It’s the time of year when kids come home with summer reading lists and reminders to read six books by September, or to read 20 minutes a day — something, anything, to stave off the drop in proficiency that can come with a few months away from school. If your kids love to read, it’s no problem.
But what if they’re reluctant readers, or lack confidence, or just aren’t that interested? My kids took their sweet time in making their way into the ranks of independent readers. One now subsists on dystopian bodice-rippers featuring female d’Artagnans, the other on political intrigue via animals and magic, but there was a time when it was a struggle to get them to do their summer reading.
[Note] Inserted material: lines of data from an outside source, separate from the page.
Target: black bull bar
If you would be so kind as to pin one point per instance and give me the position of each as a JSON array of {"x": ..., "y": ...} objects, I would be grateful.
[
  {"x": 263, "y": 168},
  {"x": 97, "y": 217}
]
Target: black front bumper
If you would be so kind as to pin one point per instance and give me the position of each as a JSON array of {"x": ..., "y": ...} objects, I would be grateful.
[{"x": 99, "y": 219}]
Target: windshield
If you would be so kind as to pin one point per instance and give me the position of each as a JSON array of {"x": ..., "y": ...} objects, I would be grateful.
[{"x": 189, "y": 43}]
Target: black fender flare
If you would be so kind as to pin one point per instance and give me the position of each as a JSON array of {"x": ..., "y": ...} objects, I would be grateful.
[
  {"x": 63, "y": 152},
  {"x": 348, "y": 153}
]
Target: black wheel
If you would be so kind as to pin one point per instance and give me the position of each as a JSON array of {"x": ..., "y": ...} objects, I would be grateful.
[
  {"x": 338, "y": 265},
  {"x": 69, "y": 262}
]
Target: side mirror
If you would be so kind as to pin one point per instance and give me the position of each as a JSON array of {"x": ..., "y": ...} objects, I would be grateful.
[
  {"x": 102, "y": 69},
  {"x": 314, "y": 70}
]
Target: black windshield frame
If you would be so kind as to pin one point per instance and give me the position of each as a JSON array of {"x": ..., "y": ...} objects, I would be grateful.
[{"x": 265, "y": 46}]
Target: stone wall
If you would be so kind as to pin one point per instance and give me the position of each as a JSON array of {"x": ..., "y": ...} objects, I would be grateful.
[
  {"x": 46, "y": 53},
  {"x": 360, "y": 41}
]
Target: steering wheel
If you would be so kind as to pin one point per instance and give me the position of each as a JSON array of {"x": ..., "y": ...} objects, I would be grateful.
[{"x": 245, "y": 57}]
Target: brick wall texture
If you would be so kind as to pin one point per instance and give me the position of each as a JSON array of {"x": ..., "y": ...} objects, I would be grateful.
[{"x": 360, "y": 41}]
Here’s where my single undisputable achievement as a parent — the invention of the reading bee — comes into play. Yes, I have made myself useful in other ways as a father. Over the years I have defenestrated bats, spiders, and other vermin, and I’ve medaled in the Paternal Biathlon: carrying two bikes and a bloody-kneed daughter while holding the other daughter’s hand and discussing the relationship between how hard it is go uphill on the way back and how good it felt to go downhill on the way out. But that’s all just business as usual. The reading bee may be a very modest innovation, but it was an inspired one.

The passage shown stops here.